PhytoOracle: A scalable, modular data pipeline¶
PhytoOracle is a scalable, modular data pipeline for phenomics research. It uses CCTools’ Makeflow and WorkQueue distributed task management frameworks. As a result, PhytoOracle significantly reduces data processing times. The pipeline also enables researchers to swap between supported extractors or to easily integrate new extractors. PhytoOracle is, therefore, able to handle the increasing rate of data collection while making it accessible to a wide range of users.
Welcome to PhytoOracle!¶
PhytoOracle is a scalable, distributed workflow manager for analyzing highthroughput phenotyping data. It is designed to process data from the UA Gantry, but can be adapted to work on data coming from other platforms. PhytoOracle uses a master-worker framework for distributed computing (HPC, Cloud, etc.) and can run jobs on nearly all unix-like environments. Access our Github here.
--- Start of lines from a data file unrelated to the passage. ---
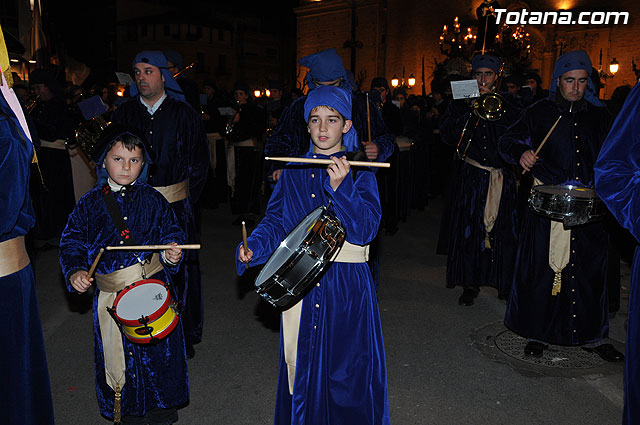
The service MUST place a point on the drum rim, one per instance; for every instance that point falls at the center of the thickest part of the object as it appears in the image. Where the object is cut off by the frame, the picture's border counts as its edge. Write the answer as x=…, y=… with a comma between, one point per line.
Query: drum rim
x=295, y=252
x=153, y=316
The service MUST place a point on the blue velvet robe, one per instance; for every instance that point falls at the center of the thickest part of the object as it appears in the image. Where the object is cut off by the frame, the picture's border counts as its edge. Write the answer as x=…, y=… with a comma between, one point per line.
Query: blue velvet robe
x=23, y=366
x=291, y=138
x=469, y=262
x=579, y=313
x=176, y=135
x=156, y=375
x=617, y=174
x=340, y=370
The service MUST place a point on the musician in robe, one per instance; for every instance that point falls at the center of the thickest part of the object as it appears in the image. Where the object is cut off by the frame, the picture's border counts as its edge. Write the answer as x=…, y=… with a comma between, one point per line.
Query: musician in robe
x=54, y=200
x=122, y=209
x=290, y=137
x=26, y=393
x=559, y=287
x=482, y=241
x=616, y=172
x=174, y=131
x=330, y=372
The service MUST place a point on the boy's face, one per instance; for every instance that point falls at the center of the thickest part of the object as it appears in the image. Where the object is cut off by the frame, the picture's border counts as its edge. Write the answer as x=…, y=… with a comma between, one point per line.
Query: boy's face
x=124, y=166
x=326, y=128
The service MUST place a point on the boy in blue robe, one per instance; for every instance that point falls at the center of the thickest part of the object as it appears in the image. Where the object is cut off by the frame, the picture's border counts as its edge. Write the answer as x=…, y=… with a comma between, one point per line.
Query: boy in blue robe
x=616, y=174
x=151, y=378
x=334, y=371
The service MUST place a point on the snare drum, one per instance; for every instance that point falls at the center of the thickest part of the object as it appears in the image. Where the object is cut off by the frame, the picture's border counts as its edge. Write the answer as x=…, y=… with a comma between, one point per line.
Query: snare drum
x=145, y=311
x=570, y=204
x=300, y=259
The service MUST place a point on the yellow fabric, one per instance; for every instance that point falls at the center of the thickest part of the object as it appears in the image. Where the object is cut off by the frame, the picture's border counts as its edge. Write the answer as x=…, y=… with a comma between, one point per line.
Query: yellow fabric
x=5, y=64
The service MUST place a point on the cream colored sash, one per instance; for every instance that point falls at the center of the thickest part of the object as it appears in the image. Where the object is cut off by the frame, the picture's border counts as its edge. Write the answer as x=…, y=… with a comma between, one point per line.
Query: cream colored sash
x=13, y=256
x=112, y=347
x=494, y=193
x=175, y=192
x=559, y=249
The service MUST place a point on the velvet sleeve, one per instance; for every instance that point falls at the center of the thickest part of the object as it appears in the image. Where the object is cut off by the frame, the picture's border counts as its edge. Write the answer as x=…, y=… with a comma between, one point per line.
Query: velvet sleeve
x=266, y=237
x=12, y=169
x=170, y=230
x=357, y=205
x=516, y=140
x=617, y=170
x=74, y=244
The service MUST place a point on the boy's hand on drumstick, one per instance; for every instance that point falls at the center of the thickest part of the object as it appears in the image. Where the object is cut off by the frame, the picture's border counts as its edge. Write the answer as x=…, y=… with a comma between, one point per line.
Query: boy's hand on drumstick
x=528, y=159
x=245, y=255
x=81, y=281
x=173, y=254
x=338, y=171
x=371, y=150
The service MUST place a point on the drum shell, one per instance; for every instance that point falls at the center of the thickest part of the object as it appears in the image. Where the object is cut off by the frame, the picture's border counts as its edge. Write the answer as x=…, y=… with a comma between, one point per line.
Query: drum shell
x=295, y=277
x=565, y=203
x=155, y=326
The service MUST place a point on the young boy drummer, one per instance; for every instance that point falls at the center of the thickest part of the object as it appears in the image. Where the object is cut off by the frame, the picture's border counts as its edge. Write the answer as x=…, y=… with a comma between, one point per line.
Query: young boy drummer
x=141, y=383
x=332, y=362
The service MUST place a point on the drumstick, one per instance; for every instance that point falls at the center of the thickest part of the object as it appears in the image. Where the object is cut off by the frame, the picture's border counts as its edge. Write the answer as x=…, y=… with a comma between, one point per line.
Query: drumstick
x=95, y=263
x=368, y=122
x=150, y=247
x=244, y=243
x=326, y=161
x=553, y=127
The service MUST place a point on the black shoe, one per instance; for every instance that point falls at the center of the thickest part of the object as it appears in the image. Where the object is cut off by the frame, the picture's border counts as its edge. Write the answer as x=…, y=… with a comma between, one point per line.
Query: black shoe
x=468, y=296
x=606, y=352
x=191, y=352
x=534, y=349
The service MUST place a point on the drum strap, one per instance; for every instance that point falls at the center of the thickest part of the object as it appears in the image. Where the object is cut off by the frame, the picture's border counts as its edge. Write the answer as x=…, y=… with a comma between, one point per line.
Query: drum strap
x=112, y=346
x=494, y=193
x=13, y=256
x=175, y=192
x=559, y=249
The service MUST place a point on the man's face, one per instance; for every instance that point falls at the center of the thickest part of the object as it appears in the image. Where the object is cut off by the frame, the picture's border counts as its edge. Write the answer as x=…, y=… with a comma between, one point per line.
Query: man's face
x=485, y=77
x=240, y=96
x=149, y=80
x=326, y=127
x=383, y=93
x=42, y=92
x=123, y=166
x=573, y=84
x=512, y=88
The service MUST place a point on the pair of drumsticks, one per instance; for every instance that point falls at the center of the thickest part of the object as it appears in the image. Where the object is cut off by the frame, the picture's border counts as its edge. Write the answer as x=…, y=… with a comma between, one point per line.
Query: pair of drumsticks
x=137, y=248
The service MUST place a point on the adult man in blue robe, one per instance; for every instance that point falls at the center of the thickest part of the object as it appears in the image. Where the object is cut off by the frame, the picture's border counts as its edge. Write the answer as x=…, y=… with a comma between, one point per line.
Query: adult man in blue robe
x=616, y=173
x=290, y=137
x=559, y=288
x=482, y=241
x=175, y=132
x=26, y=395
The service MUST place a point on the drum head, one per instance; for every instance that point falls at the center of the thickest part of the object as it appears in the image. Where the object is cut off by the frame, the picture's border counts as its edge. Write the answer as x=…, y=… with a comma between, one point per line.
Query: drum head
x=573, y=191
x=289, y=246
x=143, y=299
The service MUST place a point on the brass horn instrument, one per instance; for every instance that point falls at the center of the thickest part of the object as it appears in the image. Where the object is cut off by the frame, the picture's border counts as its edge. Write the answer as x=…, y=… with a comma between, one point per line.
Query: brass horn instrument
x=490, y=106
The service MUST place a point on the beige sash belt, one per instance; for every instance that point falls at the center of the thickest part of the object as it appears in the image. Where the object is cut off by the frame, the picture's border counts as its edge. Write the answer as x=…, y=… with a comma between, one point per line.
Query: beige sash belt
x=494, y=192
x=13, y=256
x=175, y=192
x=559, y=249
x=56, y=144
x=112, y=347
x=349, y=253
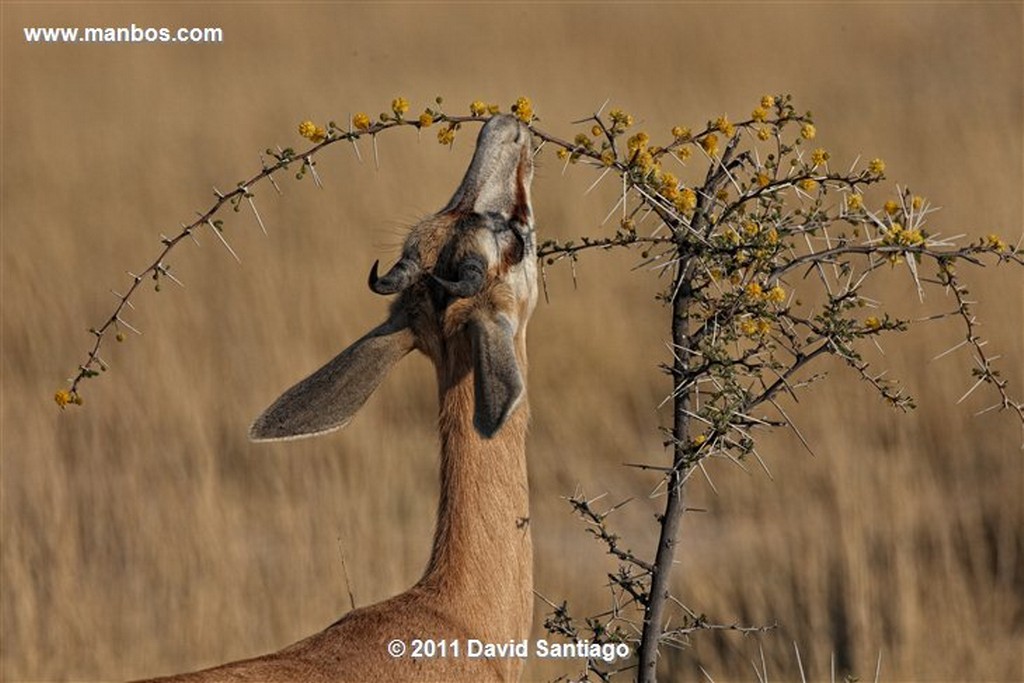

Supported Sensors & Pipelines¶
Sensor | Sensor Name | Data Description |
---|---|---|
StereoTopRGB | Prosilica GT3300C | Stereo RGB images. Identifies plants; measuring plant area |
FlirIr | FLIR A615, 45° | Infrared images. Measures temperature of plants |
PSII | LemnaTec custom based of an Allied Vision Manta camera | Fluorescence images. Measures chlorophyll fluorescence for calculating plant photosynthetic potential. |
Scanner3DTop | Custom 3D Fraunhofer | Laser scanning images. Generates a point cloud for measuring physical structure of plants. |
Hyperspectral (VNIR/SWIR) | Custom Headwall Photonics | Hyperspectral images. Collects and processes information from across the electromagnetic spectrum for a wide variety of phenotypes (e.g., vegetation indices) |
Pipeline Structure¶
All of the pipelines follow the same structure that allows for accessiblility, scalability, and modularity. The steps are:
- Setting up the Master interactive node and Worker nodes on the HPC
- Cloning the pipeline of choice
- Staging the data
- Editing the scripts
- Launching the pipeline
Acknowledgements¶
This project partially built on code initially developed by the TERRA-REF project and Ag-Pipeline team. We thank the University of Arizona Advanced Cyberinfrastrcture Concept class of 2019 for additional work. Logo credit: Christian Gonzalez.
Issues and Questions¶
If you have questions, raise an issue on the GitHub page.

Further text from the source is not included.